Data is downloaded and processed through software developed in nationwide collaborations and used across the country, rapidly producing images that show fire location, extent and intensity. It’s valuable information for wildfire managers — and the wider public.
GINA images help in fire detection and response. Wildfire managers, for example, detected two wildfires in mid-June by noticing their heat signature on the GINA images. An aircraft was sent to investigate each blaze. GINA imagery is also being used to assess the current Haystack fire extent, near a residential subdivision just north of Fairbanks off the Elliott Highway, and the Noatak River fire in Northwest Alaska.
In Alaska, the rapid production of images is made possible because Fairbanks lies under the orbits of the NOAA-20 and Suomi NPP satellites, launched in 2017 and 2011. These polar-orbiting satellites pass over Alaska as many as 18 times daily in the northern part of the state and up to eight times daily in Southeast Alaska.

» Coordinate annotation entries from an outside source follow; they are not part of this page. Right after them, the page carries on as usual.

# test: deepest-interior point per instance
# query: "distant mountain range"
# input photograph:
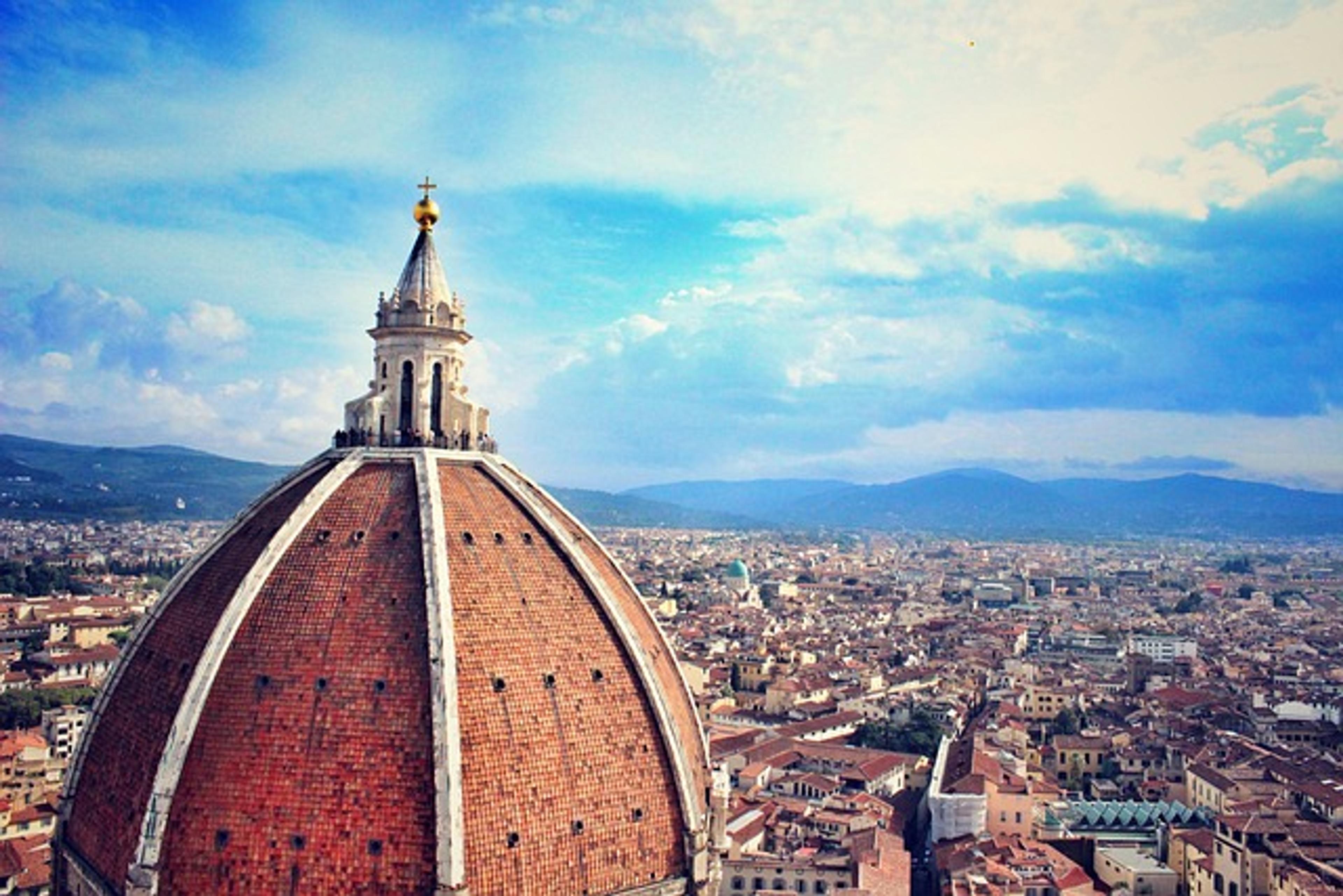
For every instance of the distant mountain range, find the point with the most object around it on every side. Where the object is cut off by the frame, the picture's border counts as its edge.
(65, 482)
(988, 503)
(54, 480)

“What makes UAF unique is that we have the antennas here in Interior Alaska to receive the data in near real time,” Delamere said. “A satellite flying over downlinks to us, we ingest the data into our computer systems and right away are making products. Within 15 to 35 minutes, products are going out to the user community.”

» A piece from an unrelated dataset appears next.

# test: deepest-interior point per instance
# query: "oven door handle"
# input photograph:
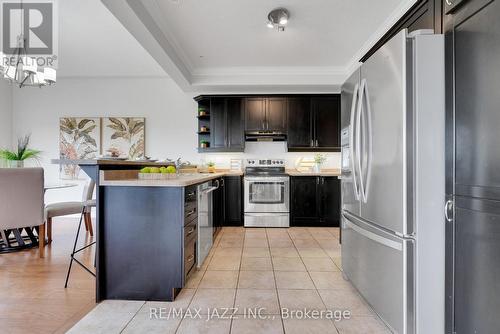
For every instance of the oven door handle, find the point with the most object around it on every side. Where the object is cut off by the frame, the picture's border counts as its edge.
(267, 179)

The two polar-orbiting satellites each carry an instrument called the Visible Infrared Imaging Radiometer Suite, or VIIRS, which provides information about wildfires and other aspects of the environment, according to the Joint Polar Satellite System, a program of NASA and the National Oceanic and Atmospheric Administration.
GINA, using data downlinked through UAF antennas on campus and at NOAA’s site off the Steese Highway north of Fairbanks, produces a variety of high-resolution images to help wildfire managers.
“If you want to know where the smoke is, the best image for that is what we call a true color image. That image replicates what your eyes see,” Delamere said. “If you want to know where fires are actively burning, you use our fire color image. If you want to estimate how hot a fire is, you would use our fire temperature image.”
GINA also examines the images to make sure that what shows up as a fire is actually a fire. That’s the job of Carl Dierking, GINA’s satellite liaison to agencies such as the Alaska Fire Service and National Weather Service.
“We’re continually monitoring the data that we send out to make sure that it’s the best quality,” Dierking said. “And if we see anything suspicious that might be noteworthy, we’ll certainly inform our users about that. We’re probably more in tune to it if there’s fires occurring.”
GINA provides information for the most publicly known wildfire mapping system, the Alaska Wildland Fire Information Map Series operated by the Alaska Fire Service and the Alaska Interagency Coordination Center.
“It helps to add a comprehensive picture of wildfires across the landscape,” said Jennifer Jenkins, a geographic information system specialist for BLM Alaska Fire Service. “In Alaska, because we get multiple satellite passes a day, anyone using it can track the changes in wildfire and smoke.”
GINA’s wildfire imagery will get even better next year with the scheduled launch of the Joint Polar Satellite System-2 satellite, which will also carry a VIIRS. Assuming the two current satellites remain healthy, Alaska’s wildfire watchers will benefit from having yet another set of eyes in the sky.